Data encryption startup Enigma MPC has settled charges with the US Securities and Exchange Commission (SEC) for conducting an unregistered initial coin offering (ICO). The company has agreed to return funds to harmed investors through a claims process, register its tokens as securities, file periodic reports with the SEC, and pay a $500,000 penalty.

According to the SEC’s order, Enigma raised approximately $45 million from the sale of 75 million digital assets called ENG Tokens to 6,000 people from an ICO in 2017. However, the regulator said, Enigma violated the Securities Act because it did not have a registration statement filed or in effect with the SEC and did not qualify for an exemption from registration. The company issued the ENG Tokens to investors through wholly owned Cayman Islands-based subsidiary Enigma ENG International Ltd.

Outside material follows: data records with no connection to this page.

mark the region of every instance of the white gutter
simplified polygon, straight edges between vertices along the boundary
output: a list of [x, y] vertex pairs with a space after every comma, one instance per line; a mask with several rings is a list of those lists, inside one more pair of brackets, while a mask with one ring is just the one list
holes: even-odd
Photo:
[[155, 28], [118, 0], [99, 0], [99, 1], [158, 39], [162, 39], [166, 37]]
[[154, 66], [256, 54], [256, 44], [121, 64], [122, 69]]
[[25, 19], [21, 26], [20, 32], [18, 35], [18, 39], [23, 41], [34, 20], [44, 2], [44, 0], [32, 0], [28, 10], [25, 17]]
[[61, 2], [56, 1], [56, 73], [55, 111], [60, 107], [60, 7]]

Enigma MPC, formerly known as Newton Security Labs Inc., is a privately owned company based in Israel and San Francisco. It was established in 2015 to facilitate the sharing and analysis of encrypted data without decrypting it. Enigma marketed its Enigma Protocol, a technological and cryptographic method to end users in the health care and finance industries as a way to securely share data. According to the SEC, Enigma changed its business model in 2017 and announced that it planned to use the Enigma Protocol to develop a digital asset trade-testing platform called the “Catalyst Application” and to build a data marketplace for cryptocurrency-related data called the Enigma DataMarketplace.

The SEC said that between approximately June and September of 2017, Enigma promoted its ENG Token ICO on websites it maintained and through blog posts, social media posts, online videos, and online discussion boards. In its promotional materials, Enigma highlighted that the company was founded by “an MIT-bred team of experts, backed by top-tier investors.” The company also publicized the names of various Enigma advisers and described the advisers’ experience in the digital asset and business worlds and posted a white paper that described the technology Enigma proposed to build.

According to the order, Enigma paid promoters and others to tout Enigma as a good investment opportunity. It said Enigma engaged in a so-called “bounty campaign,” by offering ENG Tokens to third parties in exchange for promoting the ICO and Enigma Catalyst through social media, blogging, or for translating Enigma promotional materials into other languages.

The SEC said Enigma also sought to generate more interest in its ENG Tokens by working to have the tokens traded on secondary market digital asset trading platforms.

In what it referred to as the “pre-sale” portion of its offering, Enigma sold ENG Tokens in exchange for US dollars, Bitcoin, or Ether through a purchase agreement it called a “Simple Agreement for Future Tokens” or SAFT. These ENG Tokens were sold at a 10% discount relative to the ENG Tokens it later sold. The ENG Tokens sold through the SAFTs were supposed to be sold only to accredited investors. As part of the same offering, Enigma also conducted a one-day “crowd sale” and sold tokens to any and all general public investors.

“All investors are entitled to receive certain information from issuers in connection with a securities offering, whether it involves more traditional assets or novel ones,” John Dugan, associate director for enforcement in the SEC’s Boston Regional Office, said in a statement. “The remedies in today’s order provide ICO investors with an opportunity to obtain compensation and provide investors with the information to which they are entitled as they make investment decisions.”

Enigma consented to the SEC’s order without admitting or denying its findings.